Health Data Analytics Engineer

SmarterDxNew York City, NY
66d$140,000 - $170,000

About The Position

We are seeking a Health Data Analytics Engineer to join our team, focusing on constructing dbt data models for our healthcare analytics products and configuring the data pipelines that connect these models in production. In this role, you will play a crucial part in developing, maintaining and testing data models that serve critical product and business functions for our company. You will work as part of our data engineering team to ensure seamless data integration, transformation, and validation according to our standards. This position offers the opportunity to work on cutting-edge data modeling techniques, improve data processes, and contribute to the success of our healthcare AI products.

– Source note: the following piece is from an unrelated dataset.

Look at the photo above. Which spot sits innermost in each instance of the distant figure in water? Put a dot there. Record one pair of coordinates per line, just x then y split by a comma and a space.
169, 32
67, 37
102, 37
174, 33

This role is fully remote within the US.

Requirements

  • 3+ years of analytics engineering experience in the healthcare industry, involving clinical and/or billing/claims data.
  • Very well-versed in SQL and ETL processes, significant experience in dbt is a must.
  • Experience in a general purpose programming language (Python, Java, Scala, Ruby, etc.).
  • Strong experience in data modeling and their implementation in production data pipelines.
  • Comfortable with the essentials of data orchestration.

Nice To Haves

  • Experience with data pipelines in AWS.
  • Experience working with analytical databases; firm understanding of the differences between operational and analytical databases.
  • Worked on implementations/new client onboarding.
  • Experience committing code to and reviewing code in GitHub.

Responsibilities

  • Designing, developing, and maintaining dbt data models that support our healthcare analytics products.
  • Integrating and transforming customer data to conform to our data specifications and standards.
  • Collaborating with cross-functional teams to translate data and business requirements into effective data models.
  • Configuring and improving data pipelines that integrate and connect the data models.
  • Conducting QA and testing on data models to ensure data accuracy, reliability, and performance.
  • Applying industry standards and best practices around data modeling, testing, and data pipelining.
  • Participating in a rota with other engineers to help investigate and resolve data related issues.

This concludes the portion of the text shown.